DETROIT (AP) — A man under a deportation order for serving in a Nazi-controlled police force during World War II has died in Michigan at age 93 after years of denials that he shot at Jews.
John Kalymon of Troy died at his suburban Detroit home on June 29. He had pneumonia, prostate cancer and dementia, son Alex Kalymon told The Associated Press.
"The last two years he had no idea about anything about his life," the son said Wednesday. "He was just struggling to live and his mind wasn't there."

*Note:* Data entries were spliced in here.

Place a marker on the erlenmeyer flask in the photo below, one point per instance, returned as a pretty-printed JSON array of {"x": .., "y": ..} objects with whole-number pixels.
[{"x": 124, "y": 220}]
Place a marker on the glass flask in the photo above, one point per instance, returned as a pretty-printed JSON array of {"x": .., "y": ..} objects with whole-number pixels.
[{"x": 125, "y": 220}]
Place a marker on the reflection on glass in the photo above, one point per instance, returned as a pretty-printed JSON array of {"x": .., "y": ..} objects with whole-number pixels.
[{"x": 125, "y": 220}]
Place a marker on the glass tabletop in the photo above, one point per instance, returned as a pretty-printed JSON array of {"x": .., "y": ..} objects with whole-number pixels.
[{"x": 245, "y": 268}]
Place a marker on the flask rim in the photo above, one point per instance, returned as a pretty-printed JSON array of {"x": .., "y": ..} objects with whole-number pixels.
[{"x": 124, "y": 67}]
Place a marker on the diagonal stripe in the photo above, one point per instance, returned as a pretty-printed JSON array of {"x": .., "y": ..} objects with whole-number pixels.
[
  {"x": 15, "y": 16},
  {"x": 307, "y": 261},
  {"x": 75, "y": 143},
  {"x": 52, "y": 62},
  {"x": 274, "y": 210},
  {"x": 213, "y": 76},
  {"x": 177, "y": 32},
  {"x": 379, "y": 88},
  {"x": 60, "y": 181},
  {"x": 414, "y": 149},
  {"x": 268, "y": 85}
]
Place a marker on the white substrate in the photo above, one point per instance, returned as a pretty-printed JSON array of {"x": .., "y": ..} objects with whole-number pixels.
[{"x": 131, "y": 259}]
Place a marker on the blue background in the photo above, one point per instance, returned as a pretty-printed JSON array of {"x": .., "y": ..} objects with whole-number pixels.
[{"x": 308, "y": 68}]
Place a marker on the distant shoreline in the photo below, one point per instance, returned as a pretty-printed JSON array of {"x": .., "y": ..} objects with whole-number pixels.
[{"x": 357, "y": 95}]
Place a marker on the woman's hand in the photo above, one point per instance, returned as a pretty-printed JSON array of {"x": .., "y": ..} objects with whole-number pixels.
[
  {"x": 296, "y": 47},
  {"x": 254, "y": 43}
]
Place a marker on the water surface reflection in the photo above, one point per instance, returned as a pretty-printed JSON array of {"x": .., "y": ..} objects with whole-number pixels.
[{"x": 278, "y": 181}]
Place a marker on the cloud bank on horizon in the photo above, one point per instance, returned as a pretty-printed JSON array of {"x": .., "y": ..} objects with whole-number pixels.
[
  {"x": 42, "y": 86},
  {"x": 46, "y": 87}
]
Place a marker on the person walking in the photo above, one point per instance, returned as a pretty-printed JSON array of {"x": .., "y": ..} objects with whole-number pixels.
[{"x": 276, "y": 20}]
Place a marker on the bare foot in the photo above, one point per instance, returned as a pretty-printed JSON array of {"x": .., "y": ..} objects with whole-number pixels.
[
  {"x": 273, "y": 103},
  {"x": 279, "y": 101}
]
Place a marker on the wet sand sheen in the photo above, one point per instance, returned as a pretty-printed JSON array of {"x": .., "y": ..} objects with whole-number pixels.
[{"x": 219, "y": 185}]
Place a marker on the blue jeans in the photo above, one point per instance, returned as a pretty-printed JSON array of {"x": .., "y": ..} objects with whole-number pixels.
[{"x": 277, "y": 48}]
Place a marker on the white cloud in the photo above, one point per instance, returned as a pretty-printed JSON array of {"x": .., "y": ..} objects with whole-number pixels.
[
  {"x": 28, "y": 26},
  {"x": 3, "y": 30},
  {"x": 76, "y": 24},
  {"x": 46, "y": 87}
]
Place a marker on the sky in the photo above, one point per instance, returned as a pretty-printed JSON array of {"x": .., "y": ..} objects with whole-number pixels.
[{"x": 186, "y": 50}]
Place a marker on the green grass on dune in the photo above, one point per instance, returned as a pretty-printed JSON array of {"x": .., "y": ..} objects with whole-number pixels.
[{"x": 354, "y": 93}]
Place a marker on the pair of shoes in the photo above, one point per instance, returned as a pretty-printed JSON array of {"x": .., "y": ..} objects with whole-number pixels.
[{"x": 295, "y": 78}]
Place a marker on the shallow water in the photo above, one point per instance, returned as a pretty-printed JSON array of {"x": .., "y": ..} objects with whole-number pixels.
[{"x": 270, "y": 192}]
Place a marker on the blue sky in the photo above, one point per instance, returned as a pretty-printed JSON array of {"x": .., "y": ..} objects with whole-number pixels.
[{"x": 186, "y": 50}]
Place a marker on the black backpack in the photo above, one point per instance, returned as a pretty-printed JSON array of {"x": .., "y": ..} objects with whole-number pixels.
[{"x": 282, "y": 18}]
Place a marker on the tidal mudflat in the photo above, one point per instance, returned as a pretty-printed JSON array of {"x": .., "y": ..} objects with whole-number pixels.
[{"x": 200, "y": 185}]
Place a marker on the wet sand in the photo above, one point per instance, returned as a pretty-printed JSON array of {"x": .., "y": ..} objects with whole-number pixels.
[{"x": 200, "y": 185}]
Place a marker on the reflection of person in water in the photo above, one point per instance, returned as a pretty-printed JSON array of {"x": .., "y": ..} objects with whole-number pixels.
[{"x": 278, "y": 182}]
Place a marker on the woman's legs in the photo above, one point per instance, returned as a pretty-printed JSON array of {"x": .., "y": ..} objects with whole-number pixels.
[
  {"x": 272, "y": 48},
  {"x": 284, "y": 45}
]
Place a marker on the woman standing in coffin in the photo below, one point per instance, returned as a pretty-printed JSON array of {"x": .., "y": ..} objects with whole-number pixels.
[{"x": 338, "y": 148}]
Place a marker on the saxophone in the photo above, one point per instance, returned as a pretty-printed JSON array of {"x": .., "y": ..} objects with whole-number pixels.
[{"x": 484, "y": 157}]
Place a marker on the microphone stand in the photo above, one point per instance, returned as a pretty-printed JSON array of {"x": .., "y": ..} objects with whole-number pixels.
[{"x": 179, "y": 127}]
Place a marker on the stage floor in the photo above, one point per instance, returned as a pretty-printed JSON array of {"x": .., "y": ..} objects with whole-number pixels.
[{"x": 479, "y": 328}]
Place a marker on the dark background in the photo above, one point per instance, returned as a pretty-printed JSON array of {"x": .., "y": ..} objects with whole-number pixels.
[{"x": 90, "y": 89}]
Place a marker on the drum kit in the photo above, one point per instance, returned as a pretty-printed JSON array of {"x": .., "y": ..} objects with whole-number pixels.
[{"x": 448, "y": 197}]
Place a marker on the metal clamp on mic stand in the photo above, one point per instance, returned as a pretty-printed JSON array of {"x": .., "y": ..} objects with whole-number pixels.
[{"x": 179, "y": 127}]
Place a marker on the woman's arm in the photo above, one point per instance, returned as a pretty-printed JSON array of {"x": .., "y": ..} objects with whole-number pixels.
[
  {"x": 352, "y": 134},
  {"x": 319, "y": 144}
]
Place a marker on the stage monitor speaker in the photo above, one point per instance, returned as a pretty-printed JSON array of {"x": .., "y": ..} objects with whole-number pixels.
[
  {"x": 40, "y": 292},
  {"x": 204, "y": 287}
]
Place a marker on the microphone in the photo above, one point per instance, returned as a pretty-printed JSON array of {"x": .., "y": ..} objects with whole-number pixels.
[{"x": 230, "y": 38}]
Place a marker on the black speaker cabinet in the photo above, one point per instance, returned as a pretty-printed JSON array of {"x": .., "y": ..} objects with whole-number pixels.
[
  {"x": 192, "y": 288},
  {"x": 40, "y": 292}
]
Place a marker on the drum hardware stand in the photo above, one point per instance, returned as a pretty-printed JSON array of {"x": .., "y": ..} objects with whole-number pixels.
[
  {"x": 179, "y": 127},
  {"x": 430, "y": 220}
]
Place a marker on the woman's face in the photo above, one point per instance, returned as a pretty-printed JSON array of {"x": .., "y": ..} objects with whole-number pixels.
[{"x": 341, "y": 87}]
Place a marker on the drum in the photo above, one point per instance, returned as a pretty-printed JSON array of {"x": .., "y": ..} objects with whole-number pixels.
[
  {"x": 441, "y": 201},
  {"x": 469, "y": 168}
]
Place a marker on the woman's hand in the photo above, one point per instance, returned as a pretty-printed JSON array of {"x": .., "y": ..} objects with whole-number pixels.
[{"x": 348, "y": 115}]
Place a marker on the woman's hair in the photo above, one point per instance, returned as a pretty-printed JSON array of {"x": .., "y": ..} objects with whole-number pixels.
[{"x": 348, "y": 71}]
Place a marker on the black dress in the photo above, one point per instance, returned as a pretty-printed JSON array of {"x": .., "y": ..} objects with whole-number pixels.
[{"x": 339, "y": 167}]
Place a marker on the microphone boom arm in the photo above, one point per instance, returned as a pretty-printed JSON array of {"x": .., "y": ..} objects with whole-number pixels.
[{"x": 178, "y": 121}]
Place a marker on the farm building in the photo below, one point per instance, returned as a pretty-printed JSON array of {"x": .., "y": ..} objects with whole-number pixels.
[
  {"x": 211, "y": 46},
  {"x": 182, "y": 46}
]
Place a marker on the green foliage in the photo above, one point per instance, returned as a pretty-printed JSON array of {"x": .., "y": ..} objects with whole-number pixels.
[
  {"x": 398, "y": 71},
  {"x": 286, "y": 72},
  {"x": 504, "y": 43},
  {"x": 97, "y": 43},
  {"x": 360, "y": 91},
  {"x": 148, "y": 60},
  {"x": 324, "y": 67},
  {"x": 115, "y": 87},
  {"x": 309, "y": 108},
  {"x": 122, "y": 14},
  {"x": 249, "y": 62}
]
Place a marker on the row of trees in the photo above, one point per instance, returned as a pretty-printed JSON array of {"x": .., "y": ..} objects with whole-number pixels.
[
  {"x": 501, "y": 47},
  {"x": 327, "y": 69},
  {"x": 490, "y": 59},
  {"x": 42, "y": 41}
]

A federal appeals court last year upheld a deportation order against Kalymon, but the U.S. couldn't find a country that would take him.
In Munich, Germany, prosecutors this year filed an arrest warrant against him for being an accessory in war crimes. They planned to send a doctor to the U.S. to determine if Kalymon was fit to face trial, but the exam never happened.
There is no dispute that Kalymon served in the Nazi-sponsored Ukrainian Auxiliary Police in Lviv, which was part of Poland at the time. He said he did nothing more than light guard duty and never shot Jews.
"I love this country because it's my country. I'm going to die here," Kalymon, a retired auto engineer, told the AP during a tearful interview on his porch in 2009. "They want to remove me, an old man. I never was arrested, pay my taxes. I don't know anyone as honest as me."